As pernas longas estendidas naturalmente.
Seu olhar pousou no rosto de Paloma, notando que ela não desviou o olhar. Ele sorriu:
— Está bem, farei como o senhor manda.
O Sr. Renan bateu a bengala no chão novamente:
— Tome jeito! Nada de sair por aí com outras mulheres. Se eu souber, arranco seu couro. Estou confiando a menina a você, cuide bem dela.
Dito isso, o Sr. Renan foi embora.
Ele ainda tinha que cuidar da Joana.
Não queria preocupar Paloma.
[...]
Carlos foi acompanhar o avô até a saída.
No quarto, restou apenas Susana.
Ela ajeitou o cobertor de Paloma e sussurrou:
— Eu não estava tranquila em te deixar aqui para ir filmar, mas vendo como a família Moraes te trata com tanto carinho, fico mais aliviada. Paloma, considere o Carlos de verdade. Esse tipo de homem que brinca com a vida, quando decide sossegar, costuma ter sentimentos verdadeiros.
Paloma continuou com seu sorriso plácido:
— Isso se eu sobreviver. Susana, eu sei que ele gosta de mim, mas não ouso prometer nada. Tenho medo de não resistir, e isso seria cruel demais para ele. Já fui decepcionada, não quero decepcionar ninguém.
Susana sentiu um aperto no peito ao ouvir aquilo.
Ela choramingou, com a voz trêmula:
— Você sempre pensa nos outros! E que história é essa de viver ou morrer? Não permito que fale assim.
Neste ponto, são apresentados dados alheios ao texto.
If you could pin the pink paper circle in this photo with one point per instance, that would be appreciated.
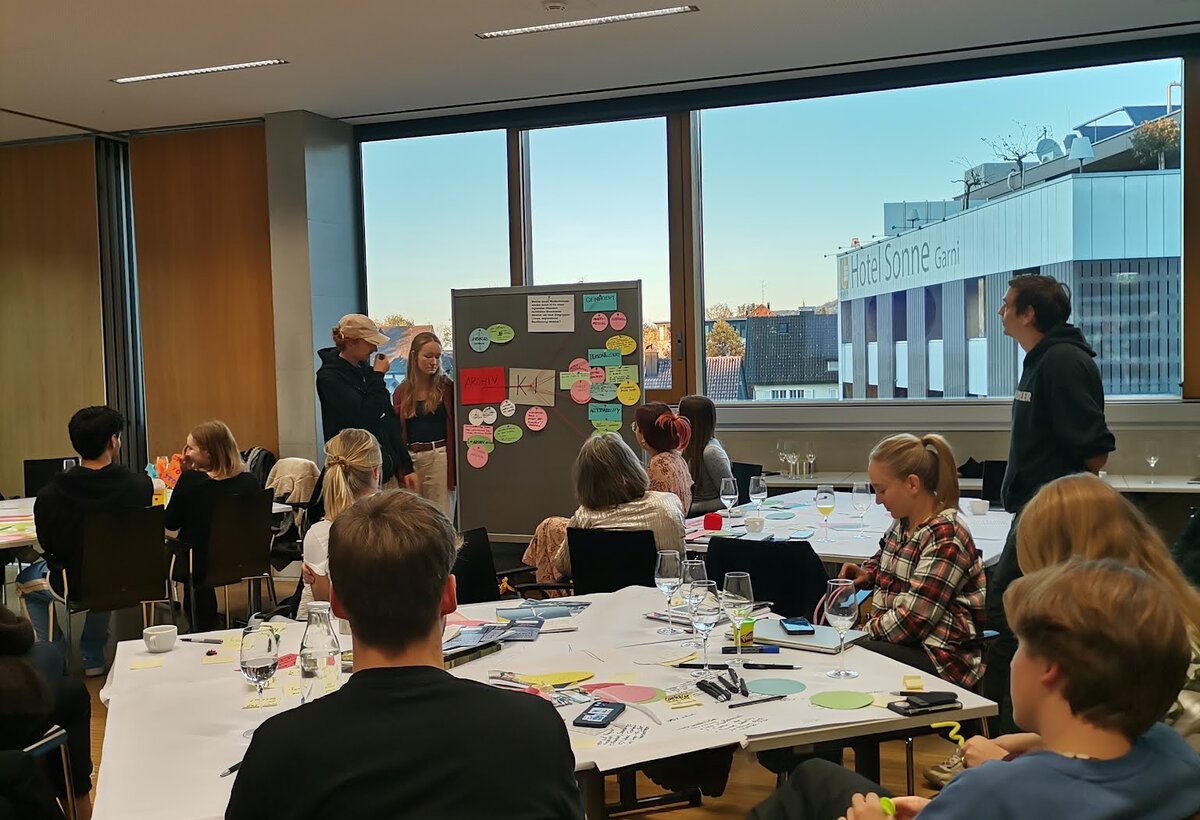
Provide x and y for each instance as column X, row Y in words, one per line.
column 477, row 456
column 537, row 418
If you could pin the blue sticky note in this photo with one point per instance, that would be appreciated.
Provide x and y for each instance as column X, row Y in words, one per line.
column 594, row 303
column 600, row 357
column 601, row 412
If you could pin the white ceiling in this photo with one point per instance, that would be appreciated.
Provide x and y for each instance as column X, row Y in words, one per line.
column 417, row 58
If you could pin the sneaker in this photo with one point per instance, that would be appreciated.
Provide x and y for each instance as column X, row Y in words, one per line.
column 943, row 772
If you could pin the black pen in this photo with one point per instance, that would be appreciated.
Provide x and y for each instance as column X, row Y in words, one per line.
column 761, row 700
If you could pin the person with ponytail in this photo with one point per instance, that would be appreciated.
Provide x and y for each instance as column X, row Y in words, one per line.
column 353, row 470
column 928, row 574
column 424, row 403
column 663, row 435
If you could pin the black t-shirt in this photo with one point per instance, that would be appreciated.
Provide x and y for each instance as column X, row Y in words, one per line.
column 411, row 742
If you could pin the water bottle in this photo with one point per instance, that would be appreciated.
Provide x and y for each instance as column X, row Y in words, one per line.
column 321, row 657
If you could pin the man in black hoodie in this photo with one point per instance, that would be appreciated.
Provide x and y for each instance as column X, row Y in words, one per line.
column 97, row 483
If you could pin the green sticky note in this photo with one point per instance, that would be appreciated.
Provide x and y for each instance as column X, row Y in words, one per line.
column 594, row 303
column 507, row 434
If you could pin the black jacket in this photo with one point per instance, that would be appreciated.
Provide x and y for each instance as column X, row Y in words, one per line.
column 355, row 396
column 63, row 503
column 1057, row 416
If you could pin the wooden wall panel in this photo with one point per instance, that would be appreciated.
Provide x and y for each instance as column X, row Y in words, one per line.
column 204, row 275
column 49, row 300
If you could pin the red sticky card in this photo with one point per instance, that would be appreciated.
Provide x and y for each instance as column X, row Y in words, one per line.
column 481, row 385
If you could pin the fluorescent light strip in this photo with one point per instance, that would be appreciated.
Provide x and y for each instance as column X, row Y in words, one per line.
column 591, row 21
column 192, row 72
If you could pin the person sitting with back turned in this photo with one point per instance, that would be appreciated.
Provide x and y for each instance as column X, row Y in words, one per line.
column 97, row 483
column 1074, row 681
column 413, row 740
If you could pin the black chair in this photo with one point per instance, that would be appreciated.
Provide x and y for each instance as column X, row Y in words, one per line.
column 993, row 480
column 123, row 566
column 610, row 560
column 787, row 573
column 39, row 472
column 742, row 474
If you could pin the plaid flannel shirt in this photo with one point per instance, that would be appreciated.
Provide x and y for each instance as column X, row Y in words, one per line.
column 929, row 591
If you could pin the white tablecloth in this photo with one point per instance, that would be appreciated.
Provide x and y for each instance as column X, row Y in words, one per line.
column 173, row 729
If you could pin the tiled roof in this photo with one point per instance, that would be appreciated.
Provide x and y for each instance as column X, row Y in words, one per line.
column 791, row 349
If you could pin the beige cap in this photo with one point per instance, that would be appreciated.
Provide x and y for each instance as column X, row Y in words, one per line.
column 355, row 325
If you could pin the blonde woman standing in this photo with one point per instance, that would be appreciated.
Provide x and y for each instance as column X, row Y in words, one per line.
column 424, row 403
column 353, row 468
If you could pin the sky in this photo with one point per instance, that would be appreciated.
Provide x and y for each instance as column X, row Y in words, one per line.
column 784, row 186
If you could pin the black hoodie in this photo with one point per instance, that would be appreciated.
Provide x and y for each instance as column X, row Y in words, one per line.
column 63, row 503
column 355, row 396
column 1057, row 416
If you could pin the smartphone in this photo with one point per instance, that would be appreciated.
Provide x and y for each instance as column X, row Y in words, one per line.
column 797, row 626
column 599, row 714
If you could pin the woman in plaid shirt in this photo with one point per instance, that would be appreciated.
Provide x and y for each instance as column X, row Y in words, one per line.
column 928, row 574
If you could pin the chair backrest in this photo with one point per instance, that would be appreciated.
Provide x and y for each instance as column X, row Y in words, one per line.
column 993, row 480
column 240, row 538
column 787, row 573
column 124, row 561
column 39, row 472
column 610, row 560
column 742, row 474
column 474, row 569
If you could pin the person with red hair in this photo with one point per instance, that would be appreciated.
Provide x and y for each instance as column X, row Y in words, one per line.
column 664, row 435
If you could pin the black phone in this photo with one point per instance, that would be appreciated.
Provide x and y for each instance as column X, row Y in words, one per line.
column 797, row 626
column 599, row 714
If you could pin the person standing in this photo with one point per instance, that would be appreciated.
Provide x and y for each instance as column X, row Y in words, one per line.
column 424, row 403
column 353, row 394
column 1059, row 429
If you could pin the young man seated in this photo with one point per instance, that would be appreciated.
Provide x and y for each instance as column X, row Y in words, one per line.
column 402, row 737
column 1092, row 680
column 96, row 484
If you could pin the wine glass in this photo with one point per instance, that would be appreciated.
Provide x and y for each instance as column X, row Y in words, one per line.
column 841, row 612
column 737, row 600
column 259, row 658
column 694, row 569
column 1151, row 454
column 729, row 494
column 705, row 610
column 861, row 500
column 757, row 491
column 667, row 576
column 825, row 502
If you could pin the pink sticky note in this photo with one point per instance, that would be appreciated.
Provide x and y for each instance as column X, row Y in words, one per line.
column 537, row 418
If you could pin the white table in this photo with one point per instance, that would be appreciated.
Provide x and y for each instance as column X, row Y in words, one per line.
column 173, row 729
column 989, row 531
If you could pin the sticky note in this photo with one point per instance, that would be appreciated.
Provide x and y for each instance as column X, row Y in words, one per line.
column 603, row 357
column 599, row 301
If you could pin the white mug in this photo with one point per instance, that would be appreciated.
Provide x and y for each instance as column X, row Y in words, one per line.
column 160, row 639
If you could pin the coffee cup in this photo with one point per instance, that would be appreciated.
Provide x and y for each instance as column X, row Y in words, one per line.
column 160, row 639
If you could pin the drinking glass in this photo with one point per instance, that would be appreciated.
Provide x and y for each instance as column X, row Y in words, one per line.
column 259, row 658
column 841, row 612
column 737, row 600
column 825, row 502
column 667, row 576
column 1151, row 454
column 861, row 500
column 693, row 570
column 757, row 491
column 705, row 610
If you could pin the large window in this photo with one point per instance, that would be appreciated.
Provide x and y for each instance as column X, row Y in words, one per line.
column 858, row 246
column 436, row 217
column 598, row 197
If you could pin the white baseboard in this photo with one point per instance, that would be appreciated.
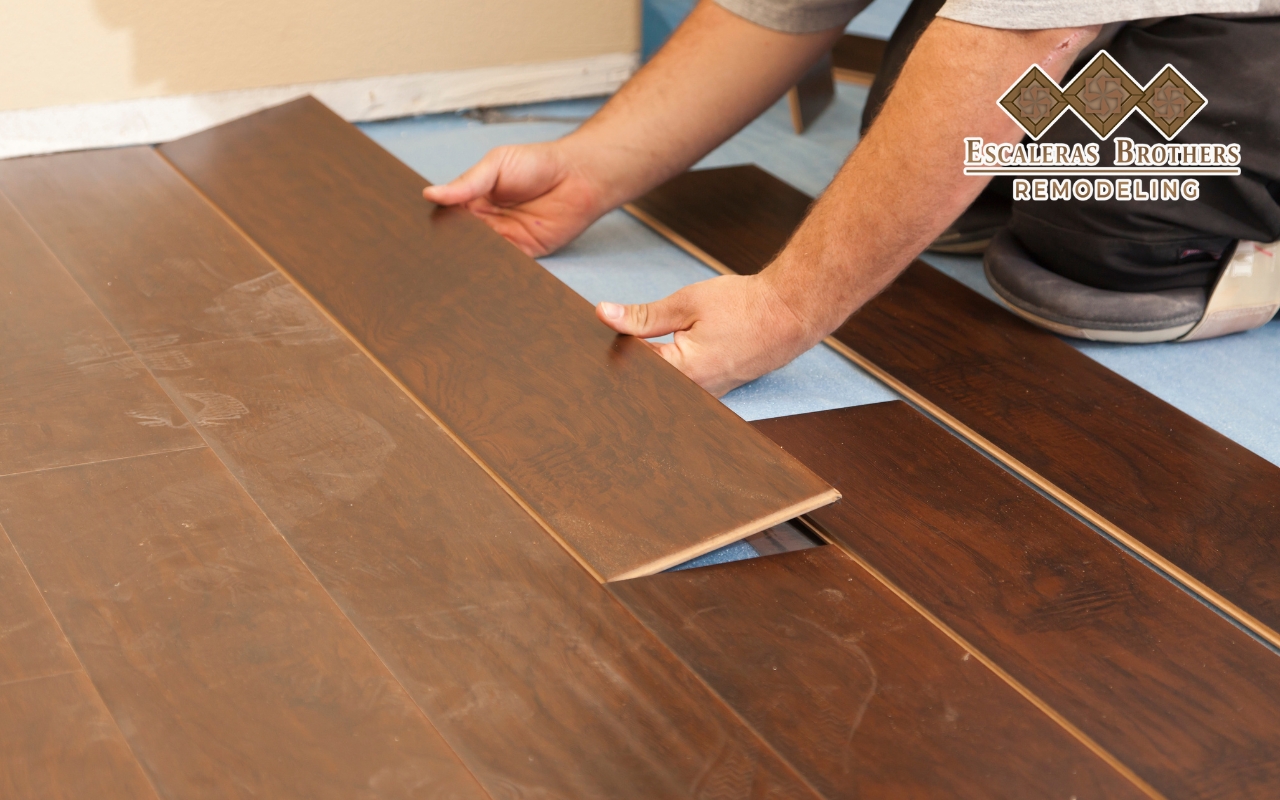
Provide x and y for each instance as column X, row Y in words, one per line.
column 159, row 119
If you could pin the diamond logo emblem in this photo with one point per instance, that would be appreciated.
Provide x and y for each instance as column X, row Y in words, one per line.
column 1170, row 101
column 1102, row 95
column 1034, row 103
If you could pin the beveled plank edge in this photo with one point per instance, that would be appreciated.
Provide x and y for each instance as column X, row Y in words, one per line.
column 1179, row 575
column 85, row 464
column 97, row 695
column 766, row 746
column 385, row 371
column 739, row 533
column 1048, row 711
column 231, row 474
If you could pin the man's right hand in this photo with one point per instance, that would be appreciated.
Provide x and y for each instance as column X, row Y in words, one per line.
column 536, row 196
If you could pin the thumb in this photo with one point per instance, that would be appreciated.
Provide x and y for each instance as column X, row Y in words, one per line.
column 476, row 182
column 645, row 320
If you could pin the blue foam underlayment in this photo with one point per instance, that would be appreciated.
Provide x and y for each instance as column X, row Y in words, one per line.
column 1230, row 384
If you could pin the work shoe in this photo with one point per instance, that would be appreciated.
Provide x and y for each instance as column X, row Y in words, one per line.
column 1084, row 312
column 1246, row 296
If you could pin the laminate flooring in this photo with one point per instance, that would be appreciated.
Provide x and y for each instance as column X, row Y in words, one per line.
column 534, row 675
column 56, row 350
column 1183, row 496
column 626, row 461
column 229, row 670
column 812, row 95
column 862, row 694
column 1155, row 677
column 284, row 577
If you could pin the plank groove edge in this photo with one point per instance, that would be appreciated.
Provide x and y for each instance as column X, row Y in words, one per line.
column 540, row 681
column 630, row 464
column 786, row 211
column 1147, row 671
column 391, row 375
column 1052, row 713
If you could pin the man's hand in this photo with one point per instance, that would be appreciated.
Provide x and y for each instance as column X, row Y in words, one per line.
column 728, row 329
column 716, row 73
column 896, row 192
column 533, row 195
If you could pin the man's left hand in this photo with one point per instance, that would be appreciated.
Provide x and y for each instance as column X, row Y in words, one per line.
column 727, row 330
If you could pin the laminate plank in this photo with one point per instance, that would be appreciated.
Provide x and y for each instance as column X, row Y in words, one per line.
column 31, row 644
column 1174, row 691
column 58, row 741
column 58, row 350
column 625, row 460
column 862, row 694
column 812, row 95
column 856, row 59
column 1183, row 496
column 229, row 670
column 540, row 681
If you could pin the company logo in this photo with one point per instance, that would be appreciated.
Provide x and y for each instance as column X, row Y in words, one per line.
column 1102, row 95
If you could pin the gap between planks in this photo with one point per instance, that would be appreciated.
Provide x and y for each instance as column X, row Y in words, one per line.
column 385, row 371
column 1179, row 575
column 215, row 451
column 1048, row 711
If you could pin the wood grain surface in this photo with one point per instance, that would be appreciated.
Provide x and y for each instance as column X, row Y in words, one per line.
column 856, row 59
column 862, row 694
column 58, row 350
column 31, row 644
column 225, row 664
column 1182, row 494
column 812, row 95
column 59, row 743
column 1183, row 698
column 540, row 681
column 624, row 458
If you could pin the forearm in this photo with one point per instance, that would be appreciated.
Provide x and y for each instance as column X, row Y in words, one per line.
column 714, row 74
column 904, row 183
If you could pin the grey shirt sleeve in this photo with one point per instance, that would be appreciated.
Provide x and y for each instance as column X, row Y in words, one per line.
column 796, row 16
column 1038, row 14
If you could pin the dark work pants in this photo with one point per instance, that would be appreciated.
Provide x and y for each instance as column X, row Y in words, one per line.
column 1136, row 246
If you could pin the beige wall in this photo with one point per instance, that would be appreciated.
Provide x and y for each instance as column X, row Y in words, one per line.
column 73, row 51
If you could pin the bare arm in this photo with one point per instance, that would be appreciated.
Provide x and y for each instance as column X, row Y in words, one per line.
column 901, row 187
column 714, row 74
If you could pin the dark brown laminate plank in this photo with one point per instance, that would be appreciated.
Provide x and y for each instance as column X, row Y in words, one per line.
column 856, row 59
column 539, row 680
column 1183, row 698
column 862, row 694
column 56, row 351
column 58, row 741
column 225, row 664
column 625, row 460
column 1183, row 496
column 31, row 645
column 812, row 95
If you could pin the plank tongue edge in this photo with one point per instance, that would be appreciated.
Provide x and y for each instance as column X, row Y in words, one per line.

Eu consultei um mestre espiritual para você... seu destino é viver muito e com prosperidade.
Paloma acariciou o rosto dela.
Depois de tantos anos, Susana, mesmo sendo uma estrela de primeira grandeza, continuava adorável.
[...]
Carlos estava parado do lado de fora do quarto.
Ouvia a conversa das duas jovens.
Ele não entrou. Ficou encostado na parede, pensando em Paloma e nas palavras do médico.
Seu interior estava em conflito e agonia.

Comentários
Os comentários dos leitores sobre o romance: A Esposa Invisível do Bilionário
Gente eu amava esse site mais agora eles tão cobrando pra ler tá doido...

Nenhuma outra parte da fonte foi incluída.